Y basta con las etiquetas, ese práctica más encaminada a desprestigiar, ningunear, insultar, que a identificar con rigor, y que sin duda son uno de los grandes inventos del sistema, de un sistema donde, se refiera a lo que se refiera, solo existen dos bandos, los del mío, o los del otro, para comprender la falacia de afirmar que somos libres.

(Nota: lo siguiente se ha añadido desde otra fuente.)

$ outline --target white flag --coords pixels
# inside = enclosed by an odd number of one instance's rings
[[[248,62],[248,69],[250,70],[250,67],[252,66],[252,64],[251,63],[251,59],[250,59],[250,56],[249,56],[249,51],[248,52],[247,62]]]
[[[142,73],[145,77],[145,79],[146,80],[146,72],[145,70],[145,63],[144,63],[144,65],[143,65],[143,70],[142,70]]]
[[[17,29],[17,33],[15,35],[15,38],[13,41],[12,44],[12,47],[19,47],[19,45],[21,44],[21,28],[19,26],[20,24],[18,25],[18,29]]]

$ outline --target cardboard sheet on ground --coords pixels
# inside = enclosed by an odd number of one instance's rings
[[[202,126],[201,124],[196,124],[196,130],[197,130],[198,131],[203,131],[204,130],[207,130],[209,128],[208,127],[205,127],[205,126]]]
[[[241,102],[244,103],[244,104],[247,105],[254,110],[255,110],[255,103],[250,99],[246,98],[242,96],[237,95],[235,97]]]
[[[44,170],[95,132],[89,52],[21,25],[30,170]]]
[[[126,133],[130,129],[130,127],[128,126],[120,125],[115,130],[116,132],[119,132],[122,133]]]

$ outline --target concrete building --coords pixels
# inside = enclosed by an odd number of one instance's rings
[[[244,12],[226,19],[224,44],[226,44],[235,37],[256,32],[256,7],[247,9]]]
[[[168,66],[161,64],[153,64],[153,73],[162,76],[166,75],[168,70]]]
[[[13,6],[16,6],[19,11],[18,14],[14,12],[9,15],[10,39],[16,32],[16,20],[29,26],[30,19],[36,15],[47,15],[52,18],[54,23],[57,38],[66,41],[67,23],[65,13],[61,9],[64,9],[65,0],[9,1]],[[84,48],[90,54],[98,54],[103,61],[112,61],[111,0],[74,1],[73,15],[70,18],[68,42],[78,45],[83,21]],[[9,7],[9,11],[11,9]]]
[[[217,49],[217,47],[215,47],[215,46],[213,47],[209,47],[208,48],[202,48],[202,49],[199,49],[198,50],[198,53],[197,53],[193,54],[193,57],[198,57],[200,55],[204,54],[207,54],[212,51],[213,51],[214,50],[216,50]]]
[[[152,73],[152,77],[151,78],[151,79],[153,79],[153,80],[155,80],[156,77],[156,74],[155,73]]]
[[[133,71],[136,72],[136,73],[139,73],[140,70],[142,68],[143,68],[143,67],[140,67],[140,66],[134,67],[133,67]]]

Somos permanentemente presuntos culpables fiscales, presuntos infractores de leyes municipales, estatales o comunitarias, pensadas para atajar tus permanentes deseos, presuntos, pero ciertos salvo que demuestres lo contrario, de hacer daño; presuntos terroristas cuando iniciamos un viaje, presuntos asesinos si nos ponemos en carretera, presuntos irresponsables si llevamos un volante, presuntos defraudadores cuando obligados por la ley presentamos nuestra contribución a la comunidad, presuntos insolidarios si montamos una empresa, presuntos absentistas si trabajamos en ella, y así hasta la nausea. O sea, que somos libres, en esto sí, de elegir la presunción de nuestra culpabilidad, esa que las mismas instituciones gubernamentales persiguen con saña y el abuso propio de quién se ha valido de tu aportación de solidaridad obligatoria para hacerse con todos los recursos que le permitan aplastar a quién no tiene ninguna posibilidad de defenderse de los abusos del sistema.
Sí, qué duda cabe, somos la máxima expresión de la libertad de los que deciden no reconocer ninguna libertad ajena, ninguna libertad que no considere como propia. Y ya que de etiquetas se trata, voy a permitirme imprimir dos destinadas a los que defienden que nuestra vida transcurre en una libertad tutelada (¿Y eso que es?), en una democracia posible. Doy a elegir, o inocente (simple, crédulo), o cómplice, no hay más.
Bien cómplice ingenuo (por esperanza, bondad, sencillo desconocimiento…), el cual sigue la corriente creyendo que no queda otra; bien cómplice a sabiendas (por pura malicia, camuflado buenismo, rayana avaricia…), el cual sigue la corriente sabiendo que existen opciones más éticas, justas, valientes y sanas, pero descartándolas por conformismo egoísta, cobardía y soberbia.